Whatever the reason, laughter is good for us, and laughing alone can only enrich our emotional diet.
Listen together
We are social animals, and when we discover something new and valuable we often want to share it with the tribe. In a primitive sense, sharing valuable information strengthens the tribe and reconfirms our value within it.
I recommend finding a trusted podcast buddy or Whatsapp group with similar tastes: trusted partners who will listen to and comment on the episodes we send them. Sometimes, we feel strong alone, but often, we crave light-touch connection and confirmation. Did you agree with the bit about vaccines? Do you find this guy credible, or is he full of BS? Were you also touched by the final story she told?
Listening together gives us the security and meaning to keep listening and discovering alone.
Calm the mind
Initial research papers on the positive effects of podcasts on mental health look promising. A 2022 paper Why people listen: Motivations and outcomes of podcast listening suggests that podcast listeners have higher informational needs, lower belonging needs, and lower neuroticism than non-listeners. It concludes that listening to more podcasts is associated with a greater presence of meaning, and forming parasocial relationships with hosts is associated with a greater sense of relatedness.
Dozens of high-quality podcasts now focus on mental health themes, and a 2023 paper Podcasts, Mental Health, and Stigma: Exploring Motivations, Behaviors, and Attitudes Among Listeners finds associations between listening to a mental health-themed podcast, lower levels of stigmatizing attitudes, and higher mental health knowledge.
And then there’s the calming, restorative benefits of a good night’s sleep. Like me, many listeners find it easier to drift off listening to one last podcast; the more soporific, the better.

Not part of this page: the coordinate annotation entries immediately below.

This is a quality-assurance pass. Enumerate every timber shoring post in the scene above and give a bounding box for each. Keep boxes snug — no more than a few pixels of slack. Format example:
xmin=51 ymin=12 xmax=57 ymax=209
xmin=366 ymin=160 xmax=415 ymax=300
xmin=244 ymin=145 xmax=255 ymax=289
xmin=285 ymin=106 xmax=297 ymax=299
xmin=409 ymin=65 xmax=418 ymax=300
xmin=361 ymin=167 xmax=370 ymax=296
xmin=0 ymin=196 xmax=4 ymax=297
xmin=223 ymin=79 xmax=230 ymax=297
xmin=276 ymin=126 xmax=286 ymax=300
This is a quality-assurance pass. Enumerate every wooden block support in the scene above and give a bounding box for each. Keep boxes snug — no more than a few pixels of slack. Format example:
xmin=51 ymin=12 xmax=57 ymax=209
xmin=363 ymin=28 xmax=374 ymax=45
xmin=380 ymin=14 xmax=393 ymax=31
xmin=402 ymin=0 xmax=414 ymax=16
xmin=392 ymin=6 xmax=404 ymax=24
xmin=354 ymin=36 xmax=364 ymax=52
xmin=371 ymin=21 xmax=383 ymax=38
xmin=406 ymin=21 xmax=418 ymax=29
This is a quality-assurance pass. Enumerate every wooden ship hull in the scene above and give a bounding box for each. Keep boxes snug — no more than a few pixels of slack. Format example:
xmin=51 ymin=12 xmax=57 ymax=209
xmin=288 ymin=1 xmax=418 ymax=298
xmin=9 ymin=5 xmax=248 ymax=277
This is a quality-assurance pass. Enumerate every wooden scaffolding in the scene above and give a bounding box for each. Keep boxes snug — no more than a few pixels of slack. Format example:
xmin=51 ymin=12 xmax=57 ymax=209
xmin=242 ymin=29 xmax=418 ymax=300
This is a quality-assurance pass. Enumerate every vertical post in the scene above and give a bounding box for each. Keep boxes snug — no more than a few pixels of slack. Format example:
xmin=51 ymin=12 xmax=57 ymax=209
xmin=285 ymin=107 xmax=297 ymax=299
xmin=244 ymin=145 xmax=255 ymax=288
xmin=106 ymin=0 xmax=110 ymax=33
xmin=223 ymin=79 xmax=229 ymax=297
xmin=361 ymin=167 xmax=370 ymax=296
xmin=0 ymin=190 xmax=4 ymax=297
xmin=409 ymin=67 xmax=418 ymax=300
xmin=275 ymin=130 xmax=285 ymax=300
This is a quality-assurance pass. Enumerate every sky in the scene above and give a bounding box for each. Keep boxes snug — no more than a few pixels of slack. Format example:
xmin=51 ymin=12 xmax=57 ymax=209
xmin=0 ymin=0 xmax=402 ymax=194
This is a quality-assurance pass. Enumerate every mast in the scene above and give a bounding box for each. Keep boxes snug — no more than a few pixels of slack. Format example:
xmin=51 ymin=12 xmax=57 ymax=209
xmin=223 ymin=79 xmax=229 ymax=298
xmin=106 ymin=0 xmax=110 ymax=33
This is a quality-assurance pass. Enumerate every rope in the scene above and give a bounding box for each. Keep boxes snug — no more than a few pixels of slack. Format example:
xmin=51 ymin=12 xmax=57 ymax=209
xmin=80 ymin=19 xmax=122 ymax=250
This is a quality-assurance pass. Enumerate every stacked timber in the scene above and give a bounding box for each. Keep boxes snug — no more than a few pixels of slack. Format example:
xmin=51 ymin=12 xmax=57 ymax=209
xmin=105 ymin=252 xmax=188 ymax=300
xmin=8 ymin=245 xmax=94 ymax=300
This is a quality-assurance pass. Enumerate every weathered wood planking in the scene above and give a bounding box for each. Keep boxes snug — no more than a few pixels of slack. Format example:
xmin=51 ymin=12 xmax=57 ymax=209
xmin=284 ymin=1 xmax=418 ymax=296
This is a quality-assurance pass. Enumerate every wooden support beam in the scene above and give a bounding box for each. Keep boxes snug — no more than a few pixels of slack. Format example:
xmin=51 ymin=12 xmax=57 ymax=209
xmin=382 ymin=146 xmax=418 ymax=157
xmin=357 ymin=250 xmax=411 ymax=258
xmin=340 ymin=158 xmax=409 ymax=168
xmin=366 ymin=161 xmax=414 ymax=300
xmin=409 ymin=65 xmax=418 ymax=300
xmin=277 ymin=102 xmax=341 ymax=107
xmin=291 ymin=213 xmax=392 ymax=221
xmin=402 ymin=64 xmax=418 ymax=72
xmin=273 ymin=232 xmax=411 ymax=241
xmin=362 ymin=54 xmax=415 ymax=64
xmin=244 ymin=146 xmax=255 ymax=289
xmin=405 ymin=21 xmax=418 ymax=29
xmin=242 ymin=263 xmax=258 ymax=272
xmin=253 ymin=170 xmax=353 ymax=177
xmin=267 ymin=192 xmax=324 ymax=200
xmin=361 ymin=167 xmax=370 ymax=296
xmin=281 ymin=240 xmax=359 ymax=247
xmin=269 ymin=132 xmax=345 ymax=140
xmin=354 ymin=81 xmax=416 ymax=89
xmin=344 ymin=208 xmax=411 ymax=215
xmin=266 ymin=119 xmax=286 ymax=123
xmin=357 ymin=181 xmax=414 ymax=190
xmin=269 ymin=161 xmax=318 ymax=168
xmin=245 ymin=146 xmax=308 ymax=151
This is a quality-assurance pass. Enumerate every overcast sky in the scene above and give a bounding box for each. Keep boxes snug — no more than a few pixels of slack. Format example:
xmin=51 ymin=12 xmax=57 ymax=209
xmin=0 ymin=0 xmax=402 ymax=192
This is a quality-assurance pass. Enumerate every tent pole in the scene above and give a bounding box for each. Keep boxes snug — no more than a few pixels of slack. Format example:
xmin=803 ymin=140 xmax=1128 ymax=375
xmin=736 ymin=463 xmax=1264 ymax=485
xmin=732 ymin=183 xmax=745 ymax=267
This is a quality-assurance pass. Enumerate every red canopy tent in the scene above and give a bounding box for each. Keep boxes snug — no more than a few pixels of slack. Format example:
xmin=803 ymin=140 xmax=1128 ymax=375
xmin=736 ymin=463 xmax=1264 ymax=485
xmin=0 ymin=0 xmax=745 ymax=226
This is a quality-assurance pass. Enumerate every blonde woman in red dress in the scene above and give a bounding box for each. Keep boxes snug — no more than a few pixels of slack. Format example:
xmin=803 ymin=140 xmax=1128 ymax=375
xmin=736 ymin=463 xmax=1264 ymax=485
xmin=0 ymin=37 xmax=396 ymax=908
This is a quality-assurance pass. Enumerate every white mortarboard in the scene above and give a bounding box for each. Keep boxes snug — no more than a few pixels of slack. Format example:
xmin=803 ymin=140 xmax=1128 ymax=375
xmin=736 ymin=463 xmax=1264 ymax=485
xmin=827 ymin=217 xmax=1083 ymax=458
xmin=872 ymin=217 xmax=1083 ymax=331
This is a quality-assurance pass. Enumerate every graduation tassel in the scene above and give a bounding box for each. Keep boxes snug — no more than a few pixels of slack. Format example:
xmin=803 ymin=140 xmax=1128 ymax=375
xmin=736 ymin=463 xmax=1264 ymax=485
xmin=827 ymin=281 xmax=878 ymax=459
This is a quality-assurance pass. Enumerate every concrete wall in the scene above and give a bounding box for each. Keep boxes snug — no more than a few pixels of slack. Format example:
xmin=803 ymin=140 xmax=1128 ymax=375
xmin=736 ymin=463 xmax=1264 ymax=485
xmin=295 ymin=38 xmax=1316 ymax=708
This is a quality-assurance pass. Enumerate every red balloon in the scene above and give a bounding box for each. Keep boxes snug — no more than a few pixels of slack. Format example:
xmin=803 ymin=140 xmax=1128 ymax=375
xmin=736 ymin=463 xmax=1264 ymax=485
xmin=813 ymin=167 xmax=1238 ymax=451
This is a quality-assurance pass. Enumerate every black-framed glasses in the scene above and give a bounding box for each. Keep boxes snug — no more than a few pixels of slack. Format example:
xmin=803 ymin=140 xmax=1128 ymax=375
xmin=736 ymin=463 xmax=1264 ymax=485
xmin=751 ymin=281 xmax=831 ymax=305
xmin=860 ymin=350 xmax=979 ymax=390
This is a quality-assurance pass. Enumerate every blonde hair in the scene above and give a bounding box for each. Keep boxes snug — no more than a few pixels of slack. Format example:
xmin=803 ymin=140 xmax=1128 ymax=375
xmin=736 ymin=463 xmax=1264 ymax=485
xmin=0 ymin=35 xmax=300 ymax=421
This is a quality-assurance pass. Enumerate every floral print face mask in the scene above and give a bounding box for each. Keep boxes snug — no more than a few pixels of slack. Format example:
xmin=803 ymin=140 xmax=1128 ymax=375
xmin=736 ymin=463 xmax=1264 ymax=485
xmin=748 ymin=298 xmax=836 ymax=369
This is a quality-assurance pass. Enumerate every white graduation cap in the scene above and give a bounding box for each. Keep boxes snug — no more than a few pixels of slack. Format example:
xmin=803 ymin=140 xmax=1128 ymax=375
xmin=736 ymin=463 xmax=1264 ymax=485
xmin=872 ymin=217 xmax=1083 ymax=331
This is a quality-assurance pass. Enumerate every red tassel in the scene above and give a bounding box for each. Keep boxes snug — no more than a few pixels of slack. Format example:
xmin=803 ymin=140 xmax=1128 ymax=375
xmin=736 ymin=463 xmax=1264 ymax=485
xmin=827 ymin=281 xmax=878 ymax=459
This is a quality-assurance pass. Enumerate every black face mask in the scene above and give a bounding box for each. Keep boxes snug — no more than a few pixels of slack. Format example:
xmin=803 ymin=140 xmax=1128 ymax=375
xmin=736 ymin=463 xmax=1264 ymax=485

It seems that we all find different voices calming. My personal favorites are Dan Carlin, Stephen Fry, and Sam Harris. I wonder why those three - what do they have in common? They all speak in long, well-formed sentences. Perhaps it is because I essentially trust them to be consistent, without needing to know what they’ll say next.
A calm mind is the end goal of everything I do.
It’s a moving target that requires clear sources and hard work to maintain it.
A daily, intentional podcast diet helps to keep our sources clear.